Gutting Investor Protections Will Jeopardize Legitimate Business

Statement of Bartlett Naylor, Financial Policy Advocate, Public Citizen

Note: At 9:30 a.m. today, the Subcommittee on Capital Markets and Government Sponsored Enterprises, part of the U.S. House of Representatives’ Committee on Financial Services, will conduct a second hearing on “Legislative Proposals to Enhance Capital Formation for Small and Emerging Growth Companies” and will consider three legislative measures.

By promoting reckless bills, this hearing serves to pressure regulators at the Securities and Exchange Commission (SEC) to eliminate some of the minimal investor protections proposed as part of the agency’s implementation of the Jumpstart Our Business Startups (JOBS) Act. That law authorized a number of potentially dangerous vehicles such as online solicitations and public advertisements for deals suitable only for high-income investors.

The bills under review at the hearing would:

  • Pre-empt state-based regulatory oversight of small firms selling stock, an invitation to possible rip-offs;

  • Raise from $1 million to $3 million the amount firms could sell through online “crowdfunding” and allow individuals to invest more than is safe, potentially endangering their financial well-being; and

  • Eliminate penalties for smaller firms that fail to notify the SEC they are selling securities, or that fail to take even minimal steps to ensure investors are qualified to engage.

The SEC had the temerity to adopt a few, albeit tepid, safeguards in proposed rules for the JOBS Act, prompting immediate criticism from the committee’s Republican leaders.

These measures join a grab bag of bills the committee reviewed in a hearing last month that are apparently headed to a committee vote next week. Combined, they strip requirements for independent audits, expose employees to dubiously valued company stock and allow insiders to dump stock shortly after a public offering.

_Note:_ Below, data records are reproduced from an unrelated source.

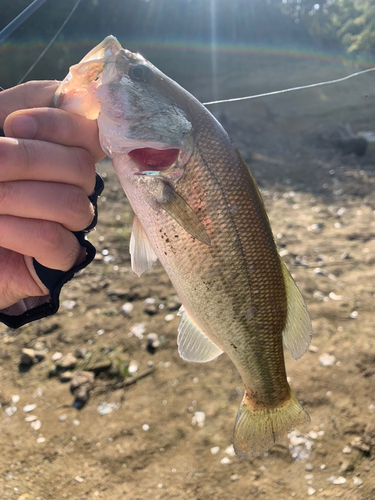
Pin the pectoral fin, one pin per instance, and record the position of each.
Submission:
(297, 331)
(141, 252)
(193, 345)
(176, 206)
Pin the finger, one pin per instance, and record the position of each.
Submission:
(49, 243)
(57, 126)
(49, 201)
(28, 160)
(26, 96)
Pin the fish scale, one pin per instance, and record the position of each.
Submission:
(202, 215)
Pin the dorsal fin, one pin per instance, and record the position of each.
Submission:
(142, 254)
(193, 345)
(297, 331)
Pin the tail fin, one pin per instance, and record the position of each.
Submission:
(255, 431)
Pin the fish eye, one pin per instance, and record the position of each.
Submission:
(140, 72)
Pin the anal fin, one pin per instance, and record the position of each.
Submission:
(193, 345)
(297, 331)
(141, 252)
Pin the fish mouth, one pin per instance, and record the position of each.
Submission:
(155, 160)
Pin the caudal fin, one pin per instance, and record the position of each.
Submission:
(255, 431)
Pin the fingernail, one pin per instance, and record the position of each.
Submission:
(24, 127)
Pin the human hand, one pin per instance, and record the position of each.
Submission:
(47, 172)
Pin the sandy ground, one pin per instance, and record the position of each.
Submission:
(149, 444)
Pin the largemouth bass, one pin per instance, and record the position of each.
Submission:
(198, 209)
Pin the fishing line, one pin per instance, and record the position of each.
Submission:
(17, 21)
(275, 92)
(51, 42)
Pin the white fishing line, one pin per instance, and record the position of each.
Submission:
(275, 92)
(51, 42)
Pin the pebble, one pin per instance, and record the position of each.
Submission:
(66, 376)
(36, 425)
(336, 480)
(225, 461)
(67, 362)
(327, 359)
(360, 445)
(299, 445)
(68, 304)
(151, 309)
(133, 367)
(81, 352)
(31, 356)
(320, 272)
(313, 348)
(81, 385)
(105, 408)
(29, 408)
(346, 466)
(318, 295)
(127, 308)
(333, 296)
(357, 481)
(198, 418)
(173, 306)
(31, 418)
(39, 345)
(138, 330)
(10, 411)
(56, 356)
(153, 342)
(230, 451)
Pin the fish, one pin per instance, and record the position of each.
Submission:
(198, 210)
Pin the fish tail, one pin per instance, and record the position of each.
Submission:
(256, 430)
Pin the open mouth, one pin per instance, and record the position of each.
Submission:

America’s capital markets depend on an investment community with faith that businesses are held to reasonable standards when selling securities. Violation of that faith will only drive up the cost of capital for legitimate enterprises as investors become burned by scams and demand higher returns from unproven companies. We hope Congress can see through these bills as irresponsible and counterproductive.